Sesame managing director of mortgages and general insurance John Cupis says that while the Government-owned banks have recently made some effort to lend at higher LTV, all lenders need to increase their portfolios to include deals at a minimum of 90 per cent LTV, including through intermediaries.
He says historically, 90 per cent LTV was the entry point for customers to provide a sensible commitment to the property, and for the lender to respect that commitment and price accordingly.
He says: “We are in danger of snuffing out the flickering candle of a housing recovery before it has begun to generate some longer lasting light of optimism.
“Make no mistake, first-time buyers hold the key to building the momentum behind a sustainable recovery. However, that will never happen if lenders do not step up to the plate and start lending at higher LTVs. Now is the time to resume normal risk-based lending and to move back to the core competency of assessing risk and demonstrating underwriting skills.”

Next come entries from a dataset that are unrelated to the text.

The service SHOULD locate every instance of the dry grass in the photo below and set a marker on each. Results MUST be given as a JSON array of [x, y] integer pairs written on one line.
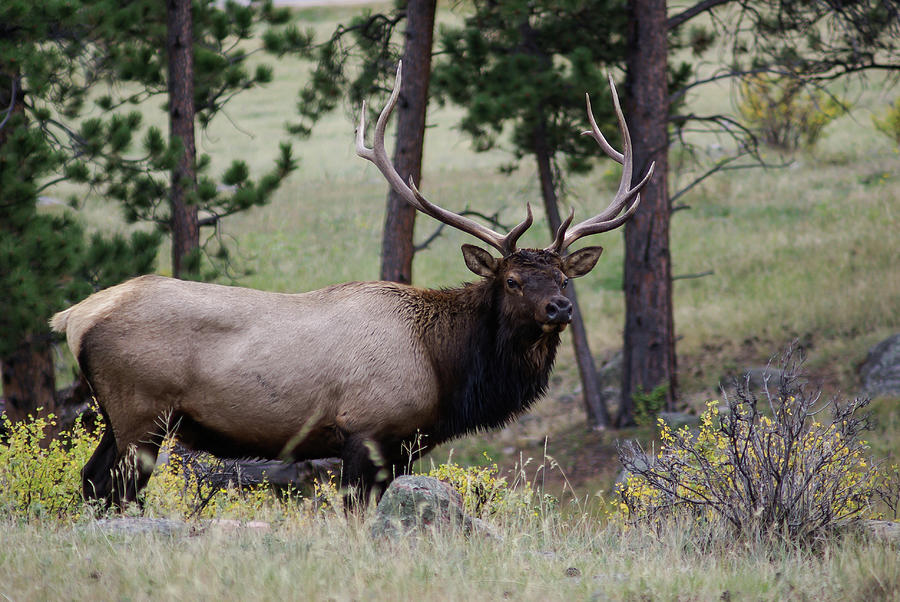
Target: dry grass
[[330, 558], [807, 251]]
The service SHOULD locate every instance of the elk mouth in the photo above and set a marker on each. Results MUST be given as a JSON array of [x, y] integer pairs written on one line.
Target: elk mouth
[[556, 327], [557, 314]]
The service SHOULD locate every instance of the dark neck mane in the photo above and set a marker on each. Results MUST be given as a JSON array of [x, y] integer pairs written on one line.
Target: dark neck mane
[[489, 370]]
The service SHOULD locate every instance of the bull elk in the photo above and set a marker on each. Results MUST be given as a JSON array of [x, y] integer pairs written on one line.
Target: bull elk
[[356, 370]]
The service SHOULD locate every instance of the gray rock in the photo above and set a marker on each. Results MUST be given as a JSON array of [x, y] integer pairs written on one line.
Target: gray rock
[[418, 504], [676, 420], [883, 530], [880, 373], [141, 526]]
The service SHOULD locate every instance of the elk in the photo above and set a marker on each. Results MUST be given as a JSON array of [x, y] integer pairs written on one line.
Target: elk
[[358, 370]]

Cupis says assessing and pricing risk is a core competency for lenders, and now is the time for lenders to step forward and demonstrate their underwriting expertise.

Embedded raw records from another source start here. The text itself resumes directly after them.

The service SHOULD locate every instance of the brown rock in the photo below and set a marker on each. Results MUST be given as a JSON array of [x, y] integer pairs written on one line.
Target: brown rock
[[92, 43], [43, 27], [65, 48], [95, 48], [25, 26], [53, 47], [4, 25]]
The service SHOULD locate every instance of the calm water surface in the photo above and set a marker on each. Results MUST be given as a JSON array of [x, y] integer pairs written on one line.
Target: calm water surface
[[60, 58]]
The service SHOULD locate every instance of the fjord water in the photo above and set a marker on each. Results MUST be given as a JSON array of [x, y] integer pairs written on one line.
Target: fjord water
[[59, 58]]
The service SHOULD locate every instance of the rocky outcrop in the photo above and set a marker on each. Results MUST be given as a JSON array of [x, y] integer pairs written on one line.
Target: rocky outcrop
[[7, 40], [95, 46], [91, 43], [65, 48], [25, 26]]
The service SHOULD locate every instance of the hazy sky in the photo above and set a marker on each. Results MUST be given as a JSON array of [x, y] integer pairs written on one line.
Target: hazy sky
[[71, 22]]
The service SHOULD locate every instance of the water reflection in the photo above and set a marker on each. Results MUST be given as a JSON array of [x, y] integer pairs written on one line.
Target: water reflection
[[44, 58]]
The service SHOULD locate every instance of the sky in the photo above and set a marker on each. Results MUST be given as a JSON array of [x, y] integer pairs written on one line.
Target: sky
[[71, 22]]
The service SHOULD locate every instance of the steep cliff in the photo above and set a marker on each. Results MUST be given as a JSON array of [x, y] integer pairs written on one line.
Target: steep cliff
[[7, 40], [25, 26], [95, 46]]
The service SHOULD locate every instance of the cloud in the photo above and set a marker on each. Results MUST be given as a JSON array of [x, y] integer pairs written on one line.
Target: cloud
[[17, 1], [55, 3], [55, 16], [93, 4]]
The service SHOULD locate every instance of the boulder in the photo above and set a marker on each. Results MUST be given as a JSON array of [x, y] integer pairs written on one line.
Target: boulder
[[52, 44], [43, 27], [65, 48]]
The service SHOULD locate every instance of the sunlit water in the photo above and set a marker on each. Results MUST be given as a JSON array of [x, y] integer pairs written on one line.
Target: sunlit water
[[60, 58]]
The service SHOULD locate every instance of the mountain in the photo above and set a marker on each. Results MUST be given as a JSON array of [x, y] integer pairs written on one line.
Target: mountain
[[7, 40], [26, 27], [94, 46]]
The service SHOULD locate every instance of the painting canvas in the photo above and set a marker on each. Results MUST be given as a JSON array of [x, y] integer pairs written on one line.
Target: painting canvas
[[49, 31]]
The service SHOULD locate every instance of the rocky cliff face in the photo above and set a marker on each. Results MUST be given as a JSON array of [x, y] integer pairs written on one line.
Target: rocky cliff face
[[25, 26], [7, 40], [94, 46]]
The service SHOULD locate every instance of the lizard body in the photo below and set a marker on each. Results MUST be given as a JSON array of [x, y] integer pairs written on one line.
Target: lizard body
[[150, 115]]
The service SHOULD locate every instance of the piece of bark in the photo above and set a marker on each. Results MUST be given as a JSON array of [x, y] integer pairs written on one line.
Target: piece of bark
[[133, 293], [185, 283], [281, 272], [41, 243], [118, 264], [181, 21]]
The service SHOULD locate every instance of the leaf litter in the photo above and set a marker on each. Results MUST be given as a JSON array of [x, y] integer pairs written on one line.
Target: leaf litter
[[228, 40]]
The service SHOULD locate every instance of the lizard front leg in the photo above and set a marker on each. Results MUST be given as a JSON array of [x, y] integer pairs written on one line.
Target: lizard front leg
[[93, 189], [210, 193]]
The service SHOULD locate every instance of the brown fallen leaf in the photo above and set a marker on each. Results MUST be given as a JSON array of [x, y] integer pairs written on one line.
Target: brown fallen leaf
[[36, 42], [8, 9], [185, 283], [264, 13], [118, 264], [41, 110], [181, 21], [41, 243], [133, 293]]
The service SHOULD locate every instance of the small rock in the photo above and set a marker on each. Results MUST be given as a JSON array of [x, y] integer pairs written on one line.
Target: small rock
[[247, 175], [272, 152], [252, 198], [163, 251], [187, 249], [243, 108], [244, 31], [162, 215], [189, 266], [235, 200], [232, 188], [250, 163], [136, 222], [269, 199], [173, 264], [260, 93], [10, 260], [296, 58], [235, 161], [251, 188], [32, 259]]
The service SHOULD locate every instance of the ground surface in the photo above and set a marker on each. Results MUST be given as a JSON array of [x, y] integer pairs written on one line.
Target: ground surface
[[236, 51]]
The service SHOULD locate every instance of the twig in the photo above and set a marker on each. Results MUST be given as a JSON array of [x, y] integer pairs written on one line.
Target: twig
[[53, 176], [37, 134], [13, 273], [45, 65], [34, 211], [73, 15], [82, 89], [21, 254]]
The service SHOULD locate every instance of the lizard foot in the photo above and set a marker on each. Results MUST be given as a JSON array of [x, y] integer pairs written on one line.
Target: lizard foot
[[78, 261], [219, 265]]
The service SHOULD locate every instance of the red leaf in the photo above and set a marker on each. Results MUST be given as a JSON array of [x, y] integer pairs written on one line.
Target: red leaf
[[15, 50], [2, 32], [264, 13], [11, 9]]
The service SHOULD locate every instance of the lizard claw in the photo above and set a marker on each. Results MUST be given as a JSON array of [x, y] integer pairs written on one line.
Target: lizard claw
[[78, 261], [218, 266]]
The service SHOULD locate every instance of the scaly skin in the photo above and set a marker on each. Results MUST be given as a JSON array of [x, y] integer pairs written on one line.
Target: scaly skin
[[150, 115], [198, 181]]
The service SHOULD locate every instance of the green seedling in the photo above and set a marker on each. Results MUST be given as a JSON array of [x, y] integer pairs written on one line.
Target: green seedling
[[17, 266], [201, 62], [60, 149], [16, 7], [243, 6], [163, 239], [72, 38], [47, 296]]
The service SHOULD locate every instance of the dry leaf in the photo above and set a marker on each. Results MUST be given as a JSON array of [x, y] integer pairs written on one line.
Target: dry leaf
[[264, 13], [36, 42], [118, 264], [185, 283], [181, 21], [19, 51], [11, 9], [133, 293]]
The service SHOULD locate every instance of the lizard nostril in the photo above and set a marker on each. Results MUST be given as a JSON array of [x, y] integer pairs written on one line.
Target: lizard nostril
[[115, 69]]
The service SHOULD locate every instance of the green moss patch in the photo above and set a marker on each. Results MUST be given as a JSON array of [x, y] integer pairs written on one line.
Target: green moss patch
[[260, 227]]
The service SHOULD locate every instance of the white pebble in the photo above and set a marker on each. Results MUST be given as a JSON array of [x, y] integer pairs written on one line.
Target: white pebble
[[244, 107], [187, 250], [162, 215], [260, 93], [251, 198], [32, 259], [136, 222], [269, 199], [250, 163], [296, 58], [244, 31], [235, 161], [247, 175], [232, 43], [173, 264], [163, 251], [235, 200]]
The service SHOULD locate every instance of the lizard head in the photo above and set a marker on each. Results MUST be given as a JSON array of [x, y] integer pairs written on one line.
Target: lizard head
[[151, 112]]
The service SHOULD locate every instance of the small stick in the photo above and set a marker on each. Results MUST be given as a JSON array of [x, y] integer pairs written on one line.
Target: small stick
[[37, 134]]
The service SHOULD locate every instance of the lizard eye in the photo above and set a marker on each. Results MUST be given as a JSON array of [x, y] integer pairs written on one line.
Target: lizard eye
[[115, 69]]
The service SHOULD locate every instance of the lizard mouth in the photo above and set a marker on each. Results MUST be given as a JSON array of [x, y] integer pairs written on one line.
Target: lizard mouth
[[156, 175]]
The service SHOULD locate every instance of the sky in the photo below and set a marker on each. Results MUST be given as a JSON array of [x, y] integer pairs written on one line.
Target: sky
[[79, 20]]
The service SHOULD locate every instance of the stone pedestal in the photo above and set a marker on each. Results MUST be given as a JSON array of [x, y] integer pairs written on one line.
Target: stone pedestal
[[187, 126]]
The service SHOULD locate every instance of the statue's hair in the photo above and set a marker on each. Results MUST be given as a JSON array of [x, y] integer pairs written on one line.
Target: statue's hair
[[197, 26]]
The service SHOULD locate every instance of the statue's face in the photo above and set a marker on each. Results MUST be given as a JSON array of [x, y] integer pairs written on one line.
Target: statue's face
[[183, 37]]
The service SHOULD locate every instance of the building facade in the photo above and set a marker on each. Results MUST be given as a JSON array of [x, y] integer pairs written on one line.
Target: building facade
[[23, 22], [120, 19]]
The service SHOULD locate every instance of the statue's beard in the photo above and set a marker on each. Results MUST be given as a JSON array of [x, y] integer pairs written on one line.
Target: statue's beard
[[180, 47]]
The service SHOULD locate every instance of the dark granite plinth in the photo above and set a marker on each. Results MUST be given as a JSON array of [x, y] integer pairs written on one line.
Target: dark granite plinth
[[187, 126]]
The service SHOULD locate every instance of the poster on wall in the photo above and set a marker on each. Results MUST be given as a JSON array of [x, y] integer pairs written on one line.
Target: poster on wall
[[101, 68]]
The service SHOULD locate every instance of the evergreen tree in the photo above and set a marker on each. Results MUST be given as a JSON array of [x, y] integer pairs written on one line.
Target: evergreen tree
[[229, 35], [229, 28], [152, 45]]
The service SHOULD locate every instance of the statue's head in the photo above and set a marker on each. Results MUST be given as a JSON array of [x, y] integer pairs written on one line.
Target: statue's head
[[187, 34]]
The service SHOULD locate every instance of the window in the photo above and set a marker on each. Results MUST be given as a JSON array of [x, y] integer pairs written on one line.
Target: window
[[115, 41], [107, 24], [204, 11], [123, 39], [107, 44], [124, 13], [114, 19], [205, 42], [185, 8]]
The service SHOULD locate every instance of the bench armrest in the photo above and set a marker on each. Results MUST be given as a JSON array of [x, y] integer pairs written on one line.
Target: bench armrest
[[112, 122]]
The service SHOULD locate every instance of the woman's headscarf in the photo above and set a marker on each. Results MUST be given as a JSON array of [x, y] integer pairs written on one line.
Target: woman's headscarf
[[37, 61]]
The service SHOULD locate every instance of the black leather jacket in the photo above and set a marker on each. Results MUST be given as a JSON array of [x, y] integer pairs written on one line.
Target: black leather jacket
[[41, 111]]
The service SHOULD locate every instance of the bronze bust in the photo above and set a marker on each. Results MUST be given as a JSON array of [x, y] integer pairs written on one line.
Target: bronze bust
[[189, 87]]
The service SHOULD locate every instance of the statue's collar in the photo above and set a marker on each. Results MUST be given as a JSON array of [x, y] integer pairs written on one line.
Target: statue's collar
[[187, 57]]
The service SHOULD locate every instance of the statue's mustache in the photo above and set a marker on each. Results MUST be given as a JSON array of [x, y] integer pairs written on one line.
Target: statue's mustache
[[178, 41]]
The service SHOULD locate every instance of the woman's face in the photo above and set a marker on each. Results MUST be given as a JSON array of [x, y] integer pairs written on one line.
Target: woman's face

He says: “We live on an island with some of the toughest planning rules in Europe and, with a population of over 60 million people, the long-term demand for housing can only increase.
“We do not expect any recession, however deep, to make British people fall out of love with the dream of home ownership over the longer term. So housing, and the supply of credit to potential homeowners, is fundamental to our society. We need lenders to step up the flow of mortgage funding to first-time buyers – sensible lending to sensible borrowers, at sensible prices.”